# Smart Document Retrieval System

The objective of this project is to create and implement an information retrieval system utilizing Elasticsearch for document indexing and retrieval. The focus involves extracting temporal expressions and georeferences from documents to enable spatiotemporal and textual queries. Users can search for information based on time-related, geographical aspects, and traditional textual queries. This comprehensive approach enhances the system's capability to handle a wide range of queries, making it a powerful tool for information retrieval.

Required libraries 

In [27]:
import os
import re
import zipfile
from bs4 import BeautifulSoup
from elasticsearch import Elasticsearch

## Elasticsearch Connection
Connect to the server

In [None]:
elasticsearch_host = 'localhost'
elasticsearch_port = 9200

es = Elasticsearch([f'http://{elasticsearch_host}:{elasticsearch_port}'])

Test Server Connection 

In [None]:
if es.ping():
    print("Connected to Elasticsearch")
else:
    print("Connection to Elasticsearch failed")

## Collecting & Cleaning Data
### Data Collecting
Assign the zip file path as `zip_file` and the location for extracting the files as `extract_files_path`.

In [17]:
zip_path = r'C:\\Users\\yasee\Downloads\\archive (1).zip'
extract_files_path = 'C:\\Users\\yasee\\Downloads\\extracted_data'

The `unzip_data_file` function takes the path for the folder that contains data, then exteact all the files in that path.

In [18]:
def unzip_data_file(zip_path, extract_path):
    try:
        os.makedirs(extract_path, exist_ok=True)
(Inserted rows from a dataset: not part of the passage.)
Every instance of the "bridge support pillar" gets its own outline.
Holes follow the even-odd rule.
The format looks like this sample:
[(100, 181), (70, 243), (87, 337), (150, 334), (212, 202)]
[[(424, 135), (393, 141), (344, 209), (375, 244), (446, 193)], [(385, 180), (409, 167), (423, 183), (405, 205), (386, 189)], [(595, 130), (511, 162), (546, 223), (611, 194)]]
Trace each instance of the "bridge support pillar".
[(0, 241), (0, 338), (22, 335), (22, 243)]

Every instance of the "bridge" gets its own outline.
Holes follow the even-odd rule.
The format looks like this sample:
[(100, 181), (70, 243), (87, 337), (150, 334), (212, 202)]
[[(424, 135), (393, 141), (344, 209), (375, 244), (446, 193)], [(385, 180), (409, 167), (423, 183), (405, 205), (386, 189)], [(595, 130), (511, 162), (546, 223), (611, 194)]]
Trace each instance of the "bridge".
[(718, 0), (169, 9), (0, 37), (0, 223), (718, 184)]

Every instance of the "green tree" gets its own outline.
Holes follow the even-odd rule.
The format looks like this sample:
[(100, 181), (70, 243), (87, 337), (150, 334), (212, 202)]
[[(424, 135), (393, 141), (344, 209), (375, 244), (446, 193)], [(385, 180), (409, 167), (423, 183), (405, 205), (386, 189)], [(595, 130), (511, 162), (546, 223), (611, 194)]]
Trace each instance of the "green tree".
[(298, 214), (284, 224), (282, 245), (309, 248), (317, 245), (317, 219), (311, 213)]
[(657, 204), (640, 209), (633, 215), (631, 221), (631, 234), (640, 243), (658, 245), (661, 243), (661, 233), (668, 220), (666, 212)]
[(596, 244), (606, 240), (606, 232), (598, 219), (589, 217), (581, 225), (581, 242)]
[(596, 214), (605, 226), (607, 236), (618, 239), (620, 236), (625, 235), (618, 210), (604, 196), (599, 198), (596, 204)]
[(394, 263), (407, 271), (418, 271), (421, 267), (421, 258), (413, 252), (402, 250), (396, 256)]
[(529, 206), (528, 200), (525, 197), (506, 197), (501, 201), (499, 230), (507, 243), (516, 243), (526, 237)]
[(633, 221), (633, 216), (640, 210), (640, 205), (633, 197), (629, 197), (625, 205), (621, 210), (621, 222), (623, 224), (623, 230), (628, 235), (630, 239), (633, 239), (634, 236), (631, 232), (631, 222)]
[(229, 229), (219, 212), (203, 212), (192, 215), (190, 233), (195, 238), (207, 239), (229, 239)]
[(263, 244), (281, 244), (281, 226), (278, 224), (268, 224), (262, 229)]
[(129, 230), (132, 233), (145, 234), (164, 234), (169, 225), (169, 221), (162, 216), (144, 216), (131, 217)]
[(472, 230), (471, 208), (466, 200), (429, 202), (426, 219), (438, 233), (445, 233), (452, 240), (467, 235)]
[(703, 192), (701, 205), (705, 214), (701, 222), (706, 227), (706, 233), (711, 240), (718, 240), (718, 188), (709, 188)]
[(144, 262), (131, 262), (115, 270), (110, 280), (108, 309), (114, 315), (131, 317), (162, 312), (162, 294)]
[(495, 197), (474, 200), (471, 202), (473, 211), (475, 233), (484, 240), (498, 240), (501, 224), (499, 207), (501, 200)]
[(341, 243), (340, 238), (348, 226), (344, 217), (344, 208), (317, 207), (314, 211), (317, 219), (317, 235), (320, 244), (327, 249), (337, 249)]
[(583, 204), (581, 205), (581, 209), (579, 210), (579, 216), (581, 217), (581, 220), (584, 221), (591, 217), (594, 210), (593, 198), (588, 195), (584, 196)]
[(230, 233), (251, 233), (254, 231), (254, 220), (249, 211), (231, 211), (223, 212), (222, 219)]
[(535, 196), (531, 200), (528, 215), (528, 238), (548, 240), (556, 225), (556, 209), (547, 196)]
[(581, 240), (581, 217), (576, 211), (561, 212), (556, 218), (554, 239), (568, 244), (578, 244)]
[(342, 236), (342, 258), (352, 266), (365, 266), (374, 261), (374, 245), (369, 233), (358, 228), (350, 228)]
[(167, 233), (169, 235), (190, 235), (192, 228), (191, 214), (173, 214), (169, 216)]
        with zipfile.ZipFile(zip_path, 'r') as zip_ref:
            zip_ref.extractall(extract_path)

        print(f"Successfully extracted files to {extract_path}")
    except Exception as e:
        print(f"Error during extraction: {e}")

unzip_data_file(zip_path, extract_files_path)

Successfully extracted files to C:\Users\yasee\Downloads\extracted_data


The `extract_reuters` function takes the path to the extracted files of type `sgm`, extracts all the Reuters elements, and then returns them as a list.

In [23]:
def extract_reuters(extract_files_path):
    reuters = []
    try:
        for file in os.listdir(extract_files_path):
            if file.endswith(".sgm"):
                filename = os.path.join(extract_files_path, file)
                
                with open(filename, 'r', encoding='utf-8', errors='ignore') as f:
                    data_file = f.read()

                soup = BeautifulSoup(data_file, 'html.parser')
                reuters.extend(soup.find_all('reuters'))
            
        print(f"Successfully extract ruters.")
        return reuters
    except Exception as e:
        print(f"Error during extracting ruters: {e}") 
        
reuters = extract_reuters(extract_files_path)
print(f"We have {len(reuters)} reuters.")

Successfully extract ruters.
We have 21578 reuters.


### Data Cleaning
The `split_authors` function takes authors as a string, then splits the string using `and` or `by` as separators. It subsequently removes extra whitespaces from the beginning and end of the string. Each author is then stored as an object containing `Firstname` and `Surname`.

In [24]:
def split_authors(authors):
    unclean_author_list = re.split(r'\b(?:BY|AND)\b', authors, flags=re.IGNORECASE)
    clean_author_list = [author.strip() for author in unclean_author_list if author.strip()]
    
    authors_list = []
    for author in clean_author_list:
        author_parts = author.split(',')[0].split(' ')
        authors_list.append({"Firstname": author_parts[0], "Surname": author_parts[1]})
        
    return authors_list

The `extreact_entitys` function takes all reuters, then extract all needed entitys, then stored them in articles list as an objects.

In [30]:
def extreact_entitys(reuters):
    articles = []
    for reuter in reuters:
        
        article = {
            'date': reuter.find('date').text if reuter.find('date') else "N/A",
            'topics': reuter.find('topics').text if reuter.find('topics') else "N/A",
            'places': reuter.find('places').text if reuter.find('places') else "N/A",
            'title': reuter.find('title').text if reuter.find('title') else "N/A",
            'author': split_authors(reuter.find('author').text) if reuter.find('author') else "N/A",
            'dateline': reuter.find('dateline').text if reuter.find('dateline') else "N/A",
            'body': reuter.find('body').text if reuter.find('body') else "N/A"
        }
        
        articles.append(article)
        
    return articles

articles = extreact_entitys(reuters)
print(articles[0])

{'date': '26-FEB-1987 15:01:01.79', 'topics': 'cocoa', 'places': 'el-salvadorusauruguay', 'title': 'BAHIA COCOA REVIEW', 'author': 'N/A', 'dateline': '    SALVADOR, Feb 26 - ', 'body': 'Showers continued throughout the week in\nthe Bahia cocoa zone, alleviating the drought since early\nJanuary and improving prospects for the coming temporao,\nalthough normal humidity levels have not been restored,\nComissaria Smith said in its weekly review.\n    The dry period means the temporao will be late this year.\n    Arrivals for the week ended February 22 were 155,221 bags\nof 60 kilos making a cumulative total for the season of 5.93\nmln against 5.81 at the same stage last year. Again it seems\nthat cocoa delivered earlier on consignment was included in the\narrivals figures.\n    Comissaria Smith said there is still some doubt as to how\nmuch old crop cocoa is still available as harvesting has\npractically come to an end. With total Bahia crop estimates\naround 6.4 mln bags and sales standin

In [None]:

from dateutil import parser

original_date_str = "26-FEB-1987 15:02:20.00"
parsed_date = parser.parse(original_date_str)
formatted_date_str = parsed_date.strftime("%Y-%m-%d %H:%M:%S ")
print(formatted_date_str)